The Religious Endowments Ministry's new policy for Friday sermons was enforced as of yesterday after being announced just under two weeks ago. The ministry handed out copies of the standardized sermon — about abstinence and generosity — to mosques across the country, calling on preachers not to violate the new rule.
During Zuhur prayers on Friday, Hodhod delivered a sermon on justice in Islam. Speaking to Al-Masry Al-Youm, he defended his move by saying that policies issued by the Religious Endowments Ministry do not apply to the ancient center of Islamic scholarship, Al-Azhar, and its preachers fall under the rulings of Al-Azhar only.
Deputy President of Al-Azhar University Abbas Shouman reiterated this, saying that the ministry’s decision on prescribed sermons is non-binding for Al-Azhar scholars, who have sufficient expertise to make their own judgements on suitable material.

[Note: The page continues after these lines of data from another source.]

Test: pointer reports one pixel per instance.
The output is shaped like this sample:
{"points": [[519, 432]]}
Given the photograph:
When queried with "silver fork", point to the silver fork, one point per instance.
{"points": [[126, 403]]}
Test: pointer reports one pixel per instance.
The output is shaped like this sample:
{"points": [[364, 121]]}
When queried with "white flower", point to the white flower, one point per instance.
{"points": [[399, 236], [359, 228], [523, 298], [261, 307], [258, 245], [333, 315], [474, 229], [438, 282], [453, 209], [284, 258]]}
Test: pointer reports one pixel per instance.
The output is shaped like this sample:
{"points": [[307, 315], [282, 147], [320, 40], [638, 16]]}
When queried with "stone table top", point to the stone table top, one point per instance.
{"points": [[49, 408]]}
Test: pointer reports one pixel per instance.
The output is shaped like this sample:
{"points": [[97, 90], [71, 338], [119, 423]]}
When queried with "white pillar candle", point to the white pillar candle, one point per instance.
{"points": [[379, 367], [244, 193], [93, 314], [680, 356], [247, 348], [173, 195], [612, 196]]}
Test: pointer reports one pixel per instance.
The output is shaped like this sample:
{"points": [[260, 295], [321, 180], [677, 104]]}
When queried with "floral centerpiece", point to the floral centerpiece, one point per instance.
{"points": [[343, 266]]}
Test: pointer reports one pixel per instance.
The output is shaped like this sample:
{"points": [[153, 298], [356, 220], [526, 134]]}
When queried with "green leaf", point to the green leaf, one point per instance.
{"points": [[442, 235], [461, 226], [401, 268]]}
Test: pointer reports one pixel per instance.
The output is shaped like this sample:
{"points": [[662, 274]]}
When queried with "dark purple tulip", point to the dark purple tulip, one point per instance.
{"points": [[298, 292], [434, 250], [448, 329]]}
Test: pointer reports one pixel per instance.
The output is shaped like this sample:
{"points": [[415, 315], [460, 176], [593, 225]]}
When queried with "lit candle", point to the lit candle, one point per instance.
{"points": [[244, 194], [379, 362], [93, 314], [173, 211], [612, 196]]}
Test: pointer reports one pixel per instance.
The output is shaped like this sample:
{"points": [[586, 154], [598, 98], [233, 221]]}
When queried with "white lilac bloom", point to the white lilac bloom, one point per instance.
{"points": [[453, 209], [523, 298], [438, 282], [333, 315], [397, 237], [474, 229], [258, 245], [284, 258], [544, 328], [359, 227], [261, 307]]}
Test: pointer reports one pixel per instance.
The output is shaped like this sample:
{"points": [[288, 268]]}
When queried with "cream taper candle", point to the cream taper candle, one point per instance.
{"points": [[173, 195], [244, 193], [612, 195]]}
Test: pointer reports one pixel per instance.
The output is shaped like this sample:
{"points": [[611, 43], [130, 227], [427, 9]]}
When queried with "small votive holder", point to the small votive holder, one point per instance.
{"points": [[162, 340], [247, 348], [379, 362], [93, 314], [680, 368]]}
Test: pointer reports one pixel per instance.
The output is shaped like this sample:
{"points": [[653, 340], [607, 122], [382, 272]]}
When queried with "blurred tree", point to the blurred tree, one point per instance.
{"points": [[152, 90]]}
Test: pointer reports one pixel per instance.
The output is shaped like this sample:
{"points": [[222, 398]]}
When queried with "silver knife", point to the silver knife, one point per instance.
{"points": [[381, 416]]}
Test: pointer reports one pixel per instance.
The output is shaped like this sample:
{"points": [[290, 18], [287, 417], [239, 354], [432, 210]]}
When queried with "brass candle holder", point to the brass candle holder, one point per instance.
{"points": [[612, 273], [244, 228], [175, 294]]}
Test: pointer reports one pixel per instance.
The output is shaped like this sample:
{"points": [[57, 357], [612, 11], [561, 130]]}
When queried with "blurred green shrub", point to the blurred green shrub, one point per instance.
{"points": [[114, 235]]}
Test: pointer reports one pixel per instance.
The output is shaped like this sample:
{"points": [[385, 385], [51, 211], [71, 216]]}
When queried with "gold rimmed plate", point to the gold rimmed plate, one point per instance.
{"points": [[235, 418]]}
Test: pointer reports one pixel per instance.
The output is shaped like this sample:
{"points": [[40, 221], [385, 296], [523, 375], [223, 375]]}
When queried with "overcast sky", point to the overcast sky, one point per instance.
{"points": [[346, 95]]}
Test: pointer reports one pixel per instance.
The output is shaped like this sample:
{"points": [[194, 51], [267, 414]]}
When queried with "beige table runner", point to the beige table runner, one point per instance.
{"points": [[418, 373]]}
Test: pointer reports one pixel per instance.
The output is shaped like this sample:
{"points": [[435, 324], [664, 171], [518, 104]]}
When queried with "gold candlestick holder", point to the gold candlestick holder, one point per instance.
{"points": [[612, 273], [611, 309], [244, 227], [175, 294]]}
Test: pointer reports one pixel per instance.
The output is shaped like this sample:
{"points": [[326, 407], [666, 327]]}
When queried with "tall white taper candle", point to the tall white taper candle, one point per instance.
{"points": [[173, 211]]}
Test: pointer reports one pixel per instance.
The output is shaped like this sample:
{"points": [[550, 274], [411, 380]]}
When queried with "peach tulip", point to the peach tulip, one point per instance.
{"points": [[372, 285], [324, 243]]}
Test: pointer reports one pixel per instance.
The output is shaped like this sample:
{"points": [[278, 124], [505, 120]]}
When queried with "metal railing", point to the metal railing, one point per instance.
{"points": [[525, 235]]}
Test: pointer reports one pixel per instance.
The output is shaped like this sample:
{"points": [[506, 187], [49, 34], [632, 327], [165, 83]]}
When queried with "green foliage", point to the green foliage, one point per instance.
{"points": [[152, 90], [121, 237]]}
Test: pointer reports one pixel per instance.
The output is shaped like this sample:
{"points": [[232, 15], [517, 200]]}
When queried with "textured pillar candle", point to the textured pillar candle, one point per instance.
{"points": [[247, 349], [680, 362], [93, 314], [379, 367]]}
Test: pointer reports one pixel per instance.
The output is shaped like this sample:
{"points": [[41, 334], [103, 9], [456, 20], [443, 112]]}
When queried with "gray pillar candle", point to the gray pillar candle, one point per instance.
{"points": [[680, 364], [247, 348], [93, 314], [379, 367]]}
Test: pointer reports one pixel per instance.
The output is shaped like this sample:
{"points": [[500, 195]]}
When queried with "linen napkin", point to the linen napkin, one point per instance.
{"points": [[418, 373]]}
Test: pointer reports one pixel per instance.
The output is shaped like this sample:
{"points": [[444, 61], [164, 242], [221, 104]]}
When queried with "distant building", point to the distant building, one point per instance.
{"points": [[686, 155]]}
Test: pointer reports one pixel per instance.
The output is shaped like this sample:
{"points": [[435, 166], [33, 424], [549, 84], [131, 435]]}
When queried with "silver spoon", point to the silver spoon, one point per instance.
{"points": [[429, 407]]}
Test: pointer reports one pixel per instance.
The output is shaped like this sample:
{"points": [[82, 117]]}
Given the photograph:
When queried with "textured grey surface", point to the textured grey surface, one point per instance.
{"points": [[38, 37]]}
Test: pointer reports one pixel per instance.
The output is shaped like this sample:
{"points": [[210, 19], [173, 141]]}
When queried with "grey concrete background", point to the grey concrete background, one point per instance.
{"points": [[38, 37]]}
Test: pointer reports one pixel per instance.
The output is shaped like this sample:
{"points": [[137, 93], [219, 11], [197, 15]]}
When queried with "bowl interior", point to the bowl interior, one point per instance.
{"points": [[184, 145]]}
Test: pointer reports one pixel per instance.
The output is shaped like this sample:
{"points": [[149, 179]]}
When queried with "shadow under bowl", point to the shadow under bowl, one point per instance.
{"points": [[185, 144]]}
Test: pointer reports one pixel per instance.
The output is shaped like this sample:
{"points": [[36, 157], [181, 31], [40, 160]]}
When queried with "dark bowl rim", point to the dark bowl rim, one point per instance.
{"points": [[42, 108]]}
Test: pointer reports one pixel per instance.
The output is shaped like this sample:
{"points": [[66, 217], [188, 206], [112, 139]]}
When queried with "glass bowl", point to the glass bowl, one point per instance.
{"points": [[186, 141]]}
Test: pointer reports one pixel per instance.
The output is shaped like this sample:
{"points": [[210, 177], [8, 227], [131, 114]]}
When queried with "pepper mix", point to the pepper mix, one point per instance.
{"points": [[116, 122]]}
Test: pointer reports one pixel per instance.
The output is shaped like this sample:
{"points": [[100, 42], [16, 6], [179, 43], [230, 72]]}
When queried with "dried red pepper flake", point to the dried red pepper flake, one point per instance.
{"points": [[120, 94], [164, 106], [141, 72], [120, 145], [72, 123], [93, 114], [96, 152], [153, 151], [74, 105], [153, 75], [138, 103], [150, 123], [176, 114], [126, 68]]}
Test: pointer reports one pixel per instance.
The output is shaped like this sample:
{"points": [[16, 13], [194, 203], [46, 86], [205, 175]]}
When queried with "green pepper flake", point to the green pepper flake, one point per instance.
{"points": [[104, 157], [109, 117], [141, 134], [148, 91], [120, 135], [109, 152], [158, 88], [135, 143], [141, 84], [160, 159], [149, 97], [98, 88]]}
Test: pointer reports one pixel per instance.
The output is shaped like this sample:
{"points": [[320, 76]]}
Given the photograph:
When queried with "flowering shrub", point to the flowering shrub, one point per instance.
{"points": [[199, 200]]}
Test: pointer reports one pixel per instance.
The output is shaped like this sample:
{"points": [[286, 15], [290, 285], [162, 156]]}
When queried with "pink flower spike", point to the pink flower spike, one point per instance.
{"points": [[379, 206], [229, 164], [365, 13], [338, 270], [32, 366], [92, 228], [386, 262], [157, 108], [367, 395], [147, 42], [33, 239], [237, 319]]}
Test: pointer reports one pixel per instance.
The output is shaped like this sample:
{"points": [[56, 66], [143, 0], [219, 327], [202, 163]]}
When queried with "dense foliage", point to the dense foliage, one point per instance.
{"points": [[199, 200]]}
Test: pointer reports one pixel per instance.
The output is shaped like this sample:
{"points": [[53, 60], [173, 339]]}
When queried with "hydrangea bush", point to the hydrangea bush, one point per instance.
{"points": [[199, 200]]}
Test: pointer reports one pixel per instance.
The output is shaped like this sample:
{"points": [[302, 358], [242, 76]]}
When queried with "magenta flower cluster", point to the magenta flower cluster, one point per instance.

The former president of the university, Ahmad Omar Hashim, now on Al-Azhar's Council of Senior Scholars, said he refuses to read a scripted Friday sermon.
Other members of the council threatened to give up preaching if the ministry sticks by its decision.
It was reported that preachers across the country — from Sohag to Kafr al-Shaikh to the governorate of Alexandria — also overrode the policy and chose their own topics on Friday.
The dispute between the Religious Endowments Ministry and preachers has not died down since the announcement of the decision earlier this month, with scholars from Al-Azhar being particularly vocal in raising objections to the policy.
The ministry has been providing imams with topics for their sermons at Friday prayers since 2014, but the latest move confines all preachers to reading from the same script.
Several preachers have expressed fears that the new system will make preachers lazy and cause them to loose their knowledge of Islam, forced to read mindlessly from a piece of paper where they used to prepare their own material on a weekly basis. Others have labeled the move as the death of creativity, and still others fear it will destroy the relationship between the preacher and the listeners, eventually causing people to lose interest in Friday prayers.
Combating security threats linked to extremist Islam has been at the top of President Abdel Fattah al-Sisi's agenda since he took power from the ousted Muslim Brotherhood in 2013, and it is believed that the sermon policy is the government's latest move to stamp out hotbeds of extremism.